Art Torres, chairman of the California Democratic Party, praised the nominee. "I know her very well; she's a terrific choice," Torres said. "She's always been able to reach across the aisle, and that has made her very effective."
The naming of Tamminen's two subordinates caused concern among some environmentalists. They said the appointment of Branham in particular seemed to contradict Schwarzenegger's campaign vows to aggressively protect the California environment.
Along the North Coast, conservationists have long demonized Pacific Lumber as a company bent on throwing around its clout and too aggressively cutting ancient forests. In recent weeks, the firm contributed $40,000 to qualify a recall attempt against the Humboldt County district attorney who had pushed fraud charges against Pacific Lumber.
"This is absolutely outrageous," said Sharon Duggan, attorney for the Environmental Protection Information Center, which has fought Pacific Lumber. "How very convenient it is for Pacific Lumber to now have their lobbyist at Cal-EPA."
During his past stint in state government, Branham helped negotiate an agreement between the state and Pacific Lumber to save the Headwaters forest, a grove of old-growth redwoods that had been slated for the chainsaw. But soon after, he took a position with the timber company. Branham, 48, did not return a call seeking comment.
Gorsen, 39, had previously served as general counsel for the California Resources Agency under Wilson. During her tenure, Gorsen worked on an ambitious effort intended to help protect ecosystems in Southern California while also allowing developers to go forward with projects long delayed by concerns over imperiled wildlife.
Environmentalists argued that the effort undermined tougher regulations, but Gorsen said that wasn't the case. She also predicted that she and Branham would work harmoniously with Tamminen, the executive director of Santa Monica-based Environment Now and a chief architect of Schwarzenegger's environmental agenda.

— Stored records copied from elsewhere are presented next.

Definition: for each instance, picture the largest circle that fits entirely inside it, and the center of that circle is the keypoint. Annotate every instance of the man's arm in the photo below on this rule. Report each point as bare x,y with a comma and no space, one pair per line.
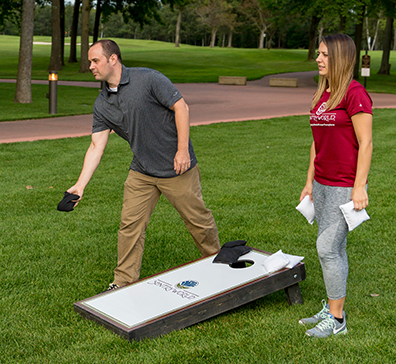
182,161
91,161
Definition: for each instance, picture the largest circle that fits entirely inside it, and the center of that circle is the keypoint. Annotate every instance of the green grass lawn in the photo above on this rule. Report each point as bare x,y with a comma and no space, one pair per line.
252,176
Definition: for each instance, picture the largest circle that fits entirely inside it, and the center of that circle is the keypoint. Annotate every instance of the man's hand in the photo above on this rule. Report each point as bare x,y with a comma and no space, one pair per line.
182,162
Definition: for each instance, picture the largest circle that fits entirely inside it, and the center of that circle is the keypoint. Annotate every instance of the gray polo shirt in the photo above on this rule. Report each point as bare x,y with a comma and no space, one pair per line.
139,112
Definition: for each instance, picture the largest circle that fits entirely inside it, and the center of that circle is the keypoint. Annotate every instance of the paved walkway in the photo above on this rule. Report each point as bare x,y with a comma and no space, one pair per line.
209,103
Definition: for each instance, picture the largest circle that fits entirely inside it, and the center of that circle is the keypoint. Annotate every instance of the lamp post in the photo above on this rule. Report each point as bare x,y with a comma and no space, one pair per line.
53,93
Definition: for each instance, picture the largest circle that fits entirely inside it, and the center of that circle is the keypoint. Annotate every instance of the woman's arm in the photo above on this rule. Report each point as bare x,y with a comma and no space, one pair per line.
310,175
362,124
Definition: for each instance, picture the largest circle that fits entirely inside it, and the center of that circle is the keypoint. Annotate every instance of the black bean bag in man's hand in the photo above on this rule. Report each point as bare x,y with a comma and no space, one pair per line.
67,203
231,251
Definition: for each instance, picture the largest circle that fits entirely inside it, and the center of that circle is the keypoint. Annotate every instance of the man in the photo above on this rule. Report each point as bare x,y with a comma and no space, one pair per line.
142,106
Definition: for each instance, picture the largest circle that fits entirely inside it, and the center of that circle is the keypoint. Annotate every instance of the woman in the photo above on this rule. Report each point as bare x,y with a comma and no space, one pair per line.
341,122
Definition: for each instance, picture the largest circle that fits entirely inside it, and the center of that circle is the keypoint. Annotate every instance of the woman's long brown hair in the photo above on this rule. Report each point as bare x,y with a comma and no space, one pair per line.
341,52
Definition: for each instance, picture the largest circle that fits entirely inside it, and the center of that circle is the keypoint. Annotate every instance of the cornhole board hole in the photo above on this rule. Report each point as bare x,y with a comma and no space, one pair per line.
188,294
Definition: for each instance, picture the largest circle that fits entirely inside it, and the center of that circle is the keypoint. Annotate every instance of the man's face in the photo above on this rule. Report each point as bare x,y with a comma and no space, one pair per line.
100,66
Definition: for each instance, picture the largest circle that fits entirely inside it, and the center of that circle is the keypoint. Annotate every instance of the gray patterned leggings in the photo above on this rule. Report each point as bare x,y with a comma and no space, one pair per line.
332,237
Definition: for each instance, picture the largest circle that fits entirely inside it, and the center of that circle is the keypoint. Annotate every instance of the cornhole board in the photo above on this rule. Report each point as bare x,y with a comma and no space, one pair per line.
188,294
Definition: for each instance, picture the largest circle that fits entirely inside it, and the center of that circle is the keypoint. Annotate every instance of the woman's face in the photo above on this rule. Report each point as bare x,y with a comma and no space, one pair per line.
322,60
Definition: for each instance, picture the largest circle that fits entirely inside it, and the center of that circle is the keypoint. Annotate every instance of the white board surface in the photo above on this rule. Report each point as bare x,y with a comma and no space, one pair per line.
173,290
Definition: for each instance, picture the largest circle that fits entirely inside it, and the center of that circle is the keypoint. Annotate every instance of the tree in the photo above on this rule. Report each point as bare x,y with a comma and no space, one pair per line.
84,63
56,41
73,35
385,65
9,9
389,6
259,13
214,13
98,13
23,93
358,40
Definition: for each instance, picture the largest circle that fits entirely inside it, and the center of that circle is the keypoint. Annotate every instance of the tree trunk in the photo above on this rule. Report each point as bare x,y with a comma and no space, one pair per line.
342,23
23,92
73,39
62,25
97,20
213,38
385,66
358,42
312,37
56,49
178,25
84,63
229,40
394,40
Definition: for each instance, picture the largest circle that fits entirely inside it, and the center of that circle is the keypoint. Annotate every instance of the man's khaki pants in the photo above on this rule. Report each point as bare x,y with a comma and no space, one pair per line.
141,194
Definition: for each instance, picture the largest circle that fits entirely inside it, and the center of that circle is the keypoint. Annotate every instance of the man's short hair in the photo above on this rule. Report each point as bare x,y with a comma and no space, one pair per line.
109,47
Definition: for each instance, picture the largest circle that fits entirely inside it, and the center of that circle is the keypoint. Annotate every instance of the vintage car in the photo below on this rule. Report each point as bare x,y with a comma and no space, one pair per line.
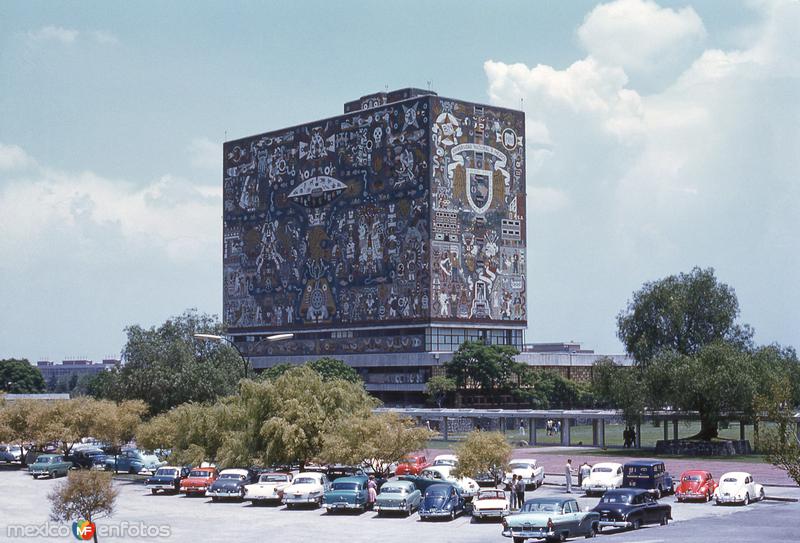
347,494
269,488
490,503
650,475
631,508
400,496
307,488
412,464
553,519
695,485
167,479
604,476
198,481
442,500
532,474
49,465
738,487
230,484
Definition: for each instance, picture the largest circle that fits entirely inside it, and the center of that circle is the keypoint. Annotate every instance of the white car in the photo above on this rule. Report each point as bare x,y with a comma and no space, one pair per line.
469,488
307,487
738,487
531,472
490,503
269,488
604,476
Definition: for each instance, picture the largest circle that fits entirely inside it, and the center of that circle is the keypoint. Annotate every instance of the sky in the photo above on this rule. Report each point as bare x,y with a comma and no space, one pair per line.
660,136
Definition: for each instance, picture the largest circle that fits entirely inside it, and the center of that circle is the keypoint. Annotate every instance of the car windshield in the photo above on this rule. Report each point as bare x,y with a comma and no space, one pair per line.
345,486
492,495
541,506
616,498
273,478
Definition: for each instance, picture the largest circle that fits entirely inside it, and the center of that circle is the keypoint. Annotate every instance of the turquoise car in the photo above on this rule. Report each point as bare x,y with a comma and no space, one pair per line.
49,465
398,496
552,519
347,494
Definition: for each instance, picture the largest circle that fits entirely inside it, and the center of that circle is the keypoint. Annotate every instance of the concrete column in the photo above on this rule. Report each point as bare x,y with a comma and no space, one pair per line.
565,432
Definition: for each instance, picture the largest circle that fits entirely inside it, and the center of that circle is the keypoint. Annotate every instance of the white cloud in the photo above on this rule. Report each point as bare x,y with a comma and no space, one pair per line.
54,33
641,36
13,157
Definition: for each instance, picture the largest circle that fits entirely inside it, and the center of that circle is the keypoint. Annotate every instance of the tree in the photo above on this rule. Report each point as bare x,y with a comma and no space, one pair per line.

"None of us wants to turn California into one giant slab of Manhattan," Gorsen said. "The environmentalists who are jumping up and down are people who don't want to compromise on anything. To pretend we don't have to build anything -- any roads, schools, houses -- is to bury our heads in the sand."
Tamminen, who did not return a phone call seeking comment, had long been considered the front-runner for the top post at Cal-EPA. But conservatives opposed to his selection had argued behind the scenes that Schwarzenegger needed to balance the key appointment by putting someone with stronger business ties in one of the other key posts, such as the Cabinet-level post of resources secretary.
Dave Bischel, California Forestry Assn. president, said Schwarzenegger had succeeded in fulfilling his campaign promise to tap a variety of appointees to solve the state's problems.
"Clearly these are people with very extensive resumes who are well-versed on the environment and bring a broad cross-section of perspectives," Bischel said.
Though some environmentalists expressed concern that Tamminen's two subordinates could undermine efforts to protect the environment, a few disagreed.
"I don't think Terry took the job to be a figurehead," said Bill Allayaud, chief lobbyist for Sierra Club California. "This does raise eyebrows and prompt some concern. Terry is in charge, but to have Branham right below him is a concern."